O palco e o mundo


Eu, Pádua Fernandes, dei o título de meu primeiro livro a este blogue porque bem representa os temas sobre que pretendo escrever: assuntos da ordem do palco e da ordem do mundo, bem como aqueles que abrem as fronteiras e instauram a desordem entre os dois campos.
Como escreveu Murilo Mendes, de um lado temos "as ruas gritando de luzes e movimentos" e, de outro, "as colunas da ordem e da desordem"; próximas, sempre.

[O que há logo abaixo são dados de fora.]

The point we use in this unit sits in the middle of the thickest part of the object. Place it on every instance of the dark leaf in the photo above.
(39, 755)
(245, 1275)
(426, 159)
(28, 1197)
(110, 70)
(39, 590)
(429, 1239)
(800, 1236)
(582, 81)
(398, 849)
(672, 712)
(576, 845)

sexta-feira, 15 de julho de 2011

Indignação na Europa: Democracia real na França



No feriado nacional francês da Queda da Bastilha, o 14 de julho, não fui assistir ao tradicional desfile militar - não aprecio esse tipo de pompa, mesmo se decadente, o que é o caso desse país: no dia anterior, com a crise do euro, os jornais diziam que a França já não tinha os recursos militares para suas ambições políticas - felizmente, devemos dizer).
Eu não conhecia o movimento Réelle Démocratie, tampouco a agenda alternativa da região parisiense, a Démosphère. O acontecimento estava lá previsto.
Andando pela rua de la Roquette, em direção ao cemitério do Père-Lachaise, cruzei com uma marcha dos indignados franceses. Eu estava com Fabio Weintraub, que gravou um vídeo do começo da manifestação, que pode ser assistido no YouTube.

Os cartazes pediam "Democracia real" (Démocratie réelle). Também havia militantes da libertação da Palestina, vestidos com verde. O que gritavam? Paris, debout, soulève-toi! (Paris, de pé, rebela-te).
Abaixo, pode-se vê-los em frente à Ópera da Bastilha, de onde foram expulsos em 11 de junho deste ano. Em 14 de julho, foram cercados por policiais.
Retornaram, porém ao logradouro em frente ao da Ópera da Bastilha, e seguem acampados. Alguns de seus cartazes, pude vê-los em protestos em São Paulo, como Aucun être humain n'est ilégal. (Nenhum ser humano é ilegal.) Outros, não, como Tu la sens l'insurrection qui vient? (Tu a sentes, a insurreição que vem?), obviamente inspirado em Tiqqun, e Je pense donc je gêne (Penso, logo incomodo). Aqui e lá, temos a insatisfação com a democracia indireta e os partidos políticos.
Porém, mais forte do que Tiqqun parece ser, neste momento, o chamado que Stéphane Hessel voltou a colocar na ordem do dia: Indignai-vos. Para quem ainda não leu o texto, já traduzido para várias línguas, lembro que se trata da voz de um resistente francês da Segunda Guerra Mundial conclamando a que se saia da indiferença diante da ditadura do mercado dos dias de hoje, com um apelo normativo à Declaração dos Direitos Humanos aprovada pela ONU em 1948 (ele participou da elaboração do projeto da Declaração) como direitos universais (seguindo René Cassin) e não meramente internacionais.
Ele crê (e há exemplos disso, vários, na história) que uma minoria de indignados pode levar a mudanças, convencendo a maioria. Pelo que vi na França, essa minoria não chega ainda à dimensão da espanhola.





Acredito que a imaginação política da resistência precisa ainda estar à altura do momento de crise. Em outro momento histórico, na França, certo deputado teve a ideia de afirmar, e a teoria para justificar, que o Terceiro Estado era a nação, e que ele detinha o poder constituinte. Essa ideia permitiu dar forma à indignação e às demandas concretas do povo francês (sem essas demandas, claro, a imaginação seria infrutífera).
O momento foi o da Revolução Francesa, e esse homem foi Sieyès, que foi um dos que fui visitar no cemitério Père-Lachaise (o túmulo de Jim Morrison continua sendo mais frequentado, porém). Traduzi dele o discurso com que defendeu seu projeto da Declaração de Direitos do Homem e do Cidadão, em 1789. Os indignados franceses de hoje precisam também daquela imaginação - ela é o que dá forma ao novo.